La réponse des syndicats à l’encyclique
L’apport des syndicats se matérialise dans un document de position qui entend compléter et parfois dépasser le propos de l’encyclique du Pape François. « Les syndicats doivent être le phare des travailleurs pour défendre des anciens droits et en même temps la boussole pour en identifier de nouveaux ». Pour pouvoir le faire, il est primordial de miser sur l’éducation et la formation, aussi dans les rangs des syndicats, et de travailler à un syndicalisme mondial. Les syndicats doivent collaborer entre eux et apprendre de leurs pairs afin de former une union syndicale mondiale. Le dialogue et le partenariat social sont à poursuivre, à susciter partout et chaque fois que cela est nécessaire, quand sont identifiées des tentatives de fragmentation, de séparation et d’isolement des travailleuses et des travailleurs et de leur représentation syndicale.

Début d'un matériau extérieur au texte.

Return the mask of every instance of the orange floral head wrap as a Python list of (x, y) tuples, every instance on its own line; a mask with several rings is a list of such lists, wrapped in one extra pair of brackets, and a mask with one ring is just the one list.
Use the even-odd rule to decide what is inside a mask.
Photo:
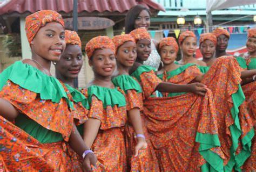
[(136, 43), (134, 39), (130, 34), (114, 36), (112, 40), (113, 42), (114, 42), (117, 51), (118, 48), (126, 42), (132, 41)]
[(225, 35), (228, 39), (230, 39), (230, 35), (228, 33), (228, 31), (224, 28), (217, 28), (215, 29), (215, 30), (213, 31), (213, 32), (212, 32), (212, 33), (215, 35), (216, 37), (218, 37), (221, 34)]
[(247, 38), (256, 38), (256, 28), (251, 28), (248, 30)]
[(163, 39), (160, 42), (158, 46), (159, 50), (164, 46), (173, 46), (176, 53), (178, 53), (179, 46), (178, 46), (176, 39), (173, 37), (167, 37)]
[(93, 55), (93, 52), (98, 49), (109, 48), (116, 54), (114, 42), (111, 38), (107, 36), (98, 36), (91, 39), (85, 46), (85, 51), (89, 60)]
[(76, 31), (65, 30), (65, 41), (66, 45), (77, 45), (80, 48), (82, 47), (81, 40)]
[(42, 10), (27, 16), (25, 30), (29, 44), (31, 44), (40, 28), (44, 27), (47, 23), (52, 22), (57, 22), (65, 27), (62, 16), (55, 11)]
[(192, 37), (196, 39), (196, 41), (197, 40), (197, 37), (196, 36), (196, 35), (194, 34), (194, 33), (193, 32), (192, 32), (192, 31), (185, 31), (185, 32), (182, 33), (179, 35), (179, 45), (181, 45), (181, 44), (183, 42), (183, 41), (184, 40), (184, 39), (185, 39), (186, 38), (189, 37)]
[(211, 41), (216, 46), (217, 44), (217, 38), (216, 36), (211, 33), (206, 33), (200, 35), (199, 47), (201, 46), (201, 44), (206, 40)]
[(134, 30), (130, 34), (134, 38), (136, 42), (143, 39), (146, 39), (150, 41), (151, 41), (150, 34), (145, 28), (139, 28)]

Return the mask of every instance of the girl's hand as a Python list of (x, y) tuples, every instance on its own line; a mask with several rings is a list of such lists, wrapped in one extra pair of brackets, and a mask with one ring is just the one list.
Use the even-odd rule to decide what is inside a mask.
[(84, 159), (82, 164), (83, 171), (92, 171), (91, 164), (96, 167), (97, 157), (93, 153), (88, 153)]
[(207, 87), (203, 84), (200, 83), (194, 83), (188, 85), (190, 92), (193, 92), (194, 94), (201, 96), (204, 96), (207, 91)]
[(134, 156), (135, 157), (138, 156), (139, 150), (145, 149), (147, 147), (147, 144), (146, 140), (144, 138), (138, 137), (137, 138), (138, 143), (134, 148)]

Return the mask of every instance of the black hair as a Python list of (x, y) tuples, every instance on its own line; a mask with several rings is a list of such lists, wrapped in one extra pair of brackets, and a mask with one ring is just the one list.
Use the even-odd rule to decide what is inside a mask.
[(131, 9), (128, 11), (126, 17), (125, 17), (125, 33), (130, 33), (131, 31), (135, 29), (134, 23), (135, 20), (139, 16), (139, 13), (143, 10), (146, 10), (150, 16), (151, 15), (150, 11), (142, 5), (137, 5), (133, 6)]

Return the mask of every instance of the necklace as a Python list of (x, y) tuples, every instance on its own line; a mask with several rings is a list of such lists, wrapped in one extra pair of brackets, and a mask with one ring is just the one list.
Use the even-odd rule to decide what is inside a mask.
[(39, 62), (38, 62), (37, 61), (36, 61), (36, 60), (34, 60), (34, 59), (31, 59), (31, 60), (32, 60), (32, 61), (36, 62), (37, 64), (38, 64), (39, 66), (41, 68), (43, 68), (43, 69), (44, 70), (44, 72), (46, 74), (47, 74), (47, 75), (49, 75), (49, 76), (51, 76), (51, 73), (50, 73), (49, 71), (48, 71), (48, 70), (46, 70), (45, 69), (45, 68), (44, 68), (43, 67), (43, 66), (42, 66), (42, 64), (39, 63)]

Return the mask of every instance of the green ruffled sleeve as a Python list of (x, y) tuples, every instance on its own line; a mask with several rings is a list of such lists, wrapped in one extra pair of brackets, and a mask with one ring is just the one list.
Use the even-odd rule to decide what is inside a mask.
[(142, 73), (144, 72), (150, 72), (151, 70), (156, 71), (156, 68), (149, 66), (142, 65), (139, 66), (131, 76), (135, 77), (139, 82), (140, 82), (140, 75)]
[(135, 90), (138, 93), (142, 92), (140, 85), (132, 77), (127, 75), (122, 75), (114, 77), (112, 82), (116, 87), (119, 87), (126, 94), (129, 90)]
[(247, 69), (246, 61), (242, 57), (235, 57), (237, 62), (239, 64), (240, 67), (242, 69)]
[(97, 85), (91, 85), (88, 87), (88, 101), (90, 104), (92, 102), (92, 95), (95, 95), (100, 100), (103, 104), (104, 108), (110, 105), (113, 107), (117, 105), (118, 107), (125, 106), (126, 103), (125, 98), (117, 88), (110, 89)]

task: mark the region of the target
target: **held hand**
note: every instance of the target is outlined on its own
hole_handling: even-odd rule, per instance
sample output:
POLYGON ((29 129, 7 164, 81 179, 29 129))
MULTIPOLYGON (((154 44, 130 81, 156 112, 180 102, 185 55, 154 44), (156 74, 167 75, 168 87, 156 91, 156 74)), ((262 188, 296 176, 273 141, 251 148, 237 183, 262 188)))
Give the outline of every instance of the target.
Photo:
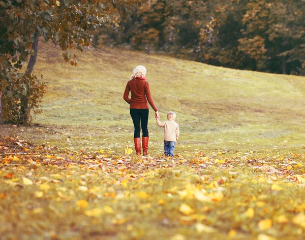
POLYGON ((160 116, 159 115, 159 112, 158 111, 156 112, 156 119, 160 119, 160 116))

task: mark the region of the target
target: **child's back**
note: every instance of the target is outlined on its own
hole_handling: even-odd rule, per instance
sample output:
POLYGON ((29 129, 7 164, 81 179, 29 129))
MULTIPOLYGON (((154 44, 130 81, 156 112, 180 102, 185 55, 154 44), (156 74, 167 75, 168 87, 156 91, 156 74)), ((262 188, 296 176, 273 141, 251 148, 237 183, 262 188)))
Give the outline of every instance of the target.
POLYGON ((156 119, 157 124, 164 128, 164 154, 165 156, 174 156, 175 145, 180 133, 179 125, 175 122, 176 114, 169 112, 167 114, 167 120, 160 121, 156 119))

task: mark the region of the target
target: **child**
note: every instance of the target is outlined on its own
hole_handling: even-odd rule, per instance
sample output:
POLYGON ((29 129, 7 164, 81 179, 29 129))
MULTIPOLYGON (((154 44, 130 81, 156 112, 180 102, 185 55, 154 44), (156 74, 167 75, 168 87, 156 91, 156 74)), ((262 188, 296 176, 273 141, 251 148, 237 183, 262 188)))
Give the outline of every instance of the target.
POLYGON ((174 156, 175 144, 179 136, 179 125, 175 122, 175 118, 176 114, 171 111, 167 114, 167 121, 161 122, 156 119, 157 125, 164 128, 164 155, 167 157, 174 156))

Le document de position des syndicats conclut par ces mots : « La pensée sociale de l’Église (…) cherche à être une source d’inspiration, un fondement, un guide pour l’action. (…) C’est un aliment pour la route. Ce n’est ni le début, ni la conclusion d’une expérience. C’est une invitation. C’est un appel à rénover, à innover, à créer. »
Au-delà de la question de la foi personnelle, les syndicats en général – Travail.Suisse et ses fédérations y compris – gagneront beaucoup à compter les travaux de réflexion du Pape François parmi leurs outils de référence et de travail.